Having barely recovered from the 1970s, New York City lurched into the 1980s with restored wealth and confidence, for most of the population. For those outside the nine-to-five club, it was business as usual; eat when and where possible, hustle to make the rent, deal with the drug dealers and try to maintain relationships. Belonging is the hard thing. Without a job, a family or a tribe, the city is a bad place to be.

Harder for some than others, and for Harlem’s African American and Latinx drag crew it was almost impossibly hard. Having talent by the truck loads, dreams to fill the Titanic and not enough money to fill a teacup, what is one to do? If one cannot go to the party, make one of one’s own. And make it a big one.

This touching and powerful restoration of a well-kept secret heads back to the theatres nearly 30 years after its original release.
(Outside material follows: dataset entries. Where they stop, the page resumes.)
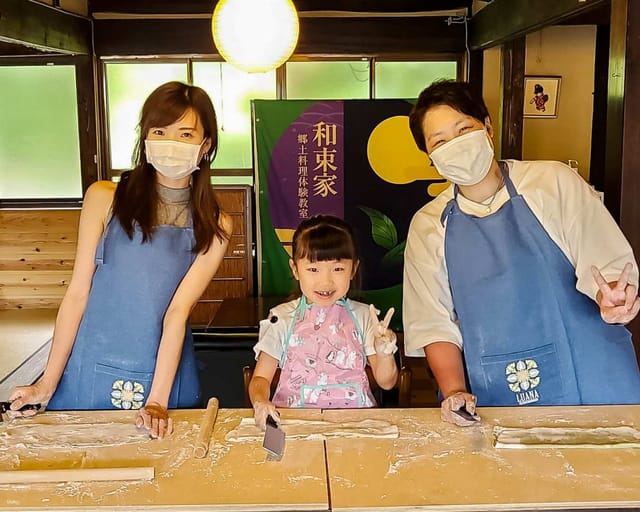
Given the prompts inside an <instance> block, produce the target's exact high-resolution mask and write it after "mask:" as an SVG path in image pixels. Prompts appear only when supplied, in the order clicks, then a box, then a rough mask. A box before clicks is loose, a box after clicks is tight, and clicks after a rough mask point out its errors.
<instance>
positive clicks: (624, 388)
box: [442, 162, 640, 406]
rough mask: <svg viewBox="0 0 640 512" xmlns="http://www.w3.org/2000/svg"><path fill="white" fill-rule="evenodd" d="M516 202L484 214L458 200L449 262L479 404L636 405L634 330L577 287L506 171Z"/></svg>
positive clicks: (445, 245) (447, 220)
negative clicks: (493, 212) (630, 404)
mask: <svg viewBox="0 0 640 512" xmlns="http://www.w3.org/2000/svg"><path fill="white" fill-rule="evenodd" d="M502 164H503V163H502V162H501V172H502V174H503V176H504V182H505V185H506V187H507V191H508V192H509V197H510V199H509V200H508V201H507V202H506V203H505V204H504V205H503V206H502V207H501V208H500V209H499V210H498V211H497V212H495V213H493V214H491V215H489V216H487V217H483V218H480V217H476V216H474V215H468V214H466V213H464V212H463V211H461V210H460V208H459V206H458V203H457V201H456V198H457V195H458V188H457V187H455V188H454V198H453V199H452V200H451V201H449V203H448V204H447V206H446V208H445V210H444V212H443V214H442V221H443V222H444V221H445V219H446V231H445V260H446V265H447V271H448V273H449V285H450V287H451V293H452V297H453V304H454V308H455V311H456V314H457V316H458V320H459V324H460V330H461V333H462V339H463V341H464V360H465V367H466V372H467V378H468V381H469V385H470V391H471V392H472V393H473V394H475V395H476V396H477V397H478V405H485V406H513V405H526V404H536V405H579V404H637V403H640V373H639V371H638V364H637V361H636V356H635V352H634V348H633V344H632V342H631V334H630V333H629V331H628V330H627V329H626V328H625V327H624V326H622V325H611V324H607V323H605V322H604V321H603V320H602V318H601V317H600V311H599V308H598V306H597V304H595V302H594V301H593V300H591V299H590V298H589V297H587V296H586V295H584V294H582V293H581V292H579V291H578V290H577V289H576V276H575V269H574V267H573V265H572V264H571V262H570V261H569V260H568V259H567V257H566V256H565V255H564V253H563V252H562V251H561V250H560V249H559V248H558V246H557V245H556V244H555V243H554V242H553V240H552V239H551V238H550V237H549V235H548V234H547V232H546V231H545V229H544V227H543V226H542V225H541V224H540V222H539V221H538V219H537V218H536V217H535V215H534V214H533V212H532V211H531V210H530V209H529V206H528V205H527V203H526V202H525V200H524V198H523V197H522V196H521V195H518V193H517V191H516V189H515V186H514V185H513V182H512V181H511V179H510V178H509V175H508V172H506V170H505V168H504V167H503V166H502Z"/></svg>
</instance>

Supervised by director Jennie Livingston, this intimate look inside a world unto itself reverberates with last year’s blockbuster book “The House of Impossible Beauties.” The book describes, in heart-breaking detail, the incredible struggle of a group of people to define who they are and, against all odds, make decent lives for themselves.

The book and the film both center, approximately, on the House of Extravaganza formed by drag queens in the midst of nearly universal condemnation and victimization in New York. Living in groups was, and is, common in the most expensive city in the USA. It was the naming of the “houses,” refuges of those whose sexual orientation barred almost every door, and the creation of informal but tightly binding agreements of leadership and governance that saved the occupants from destruction. The leadership was the “house mother” and part and parcel of the governance was the group effort to compete in balls.

The Harlem drag ball scene of 1980s was as vital, yeasty and creative as any show on earth. Rival fashion houses organized fierce contests for trophies in dozens of categories. If you could name a look, you could compete in it. There were almost no rules and trouble was expected, almost encouraged. These were growing pains of a movement demanding a place for itself, refusing to become fodder for bullies, psychos and exploiting corporations and fighting for self-actualization in a country wrapped up in Reaganomics money-speak.

The book is able to go into much more detail than the film. Read the book before seeing the movie. The movie is more about the balls and the physical manifestations of the drag queen world. The book is able to dig deeper into the hopes, dreams and simple logic of people with a very different lifestyle. The understanding of the psychological context of the subjects puts the film into more powerful perspective. The balls were not hobbies or public service projects, they were a survival mechanism. The question is, do we need such a survival mechanism now? Not just for a minority segment of society, but for us all.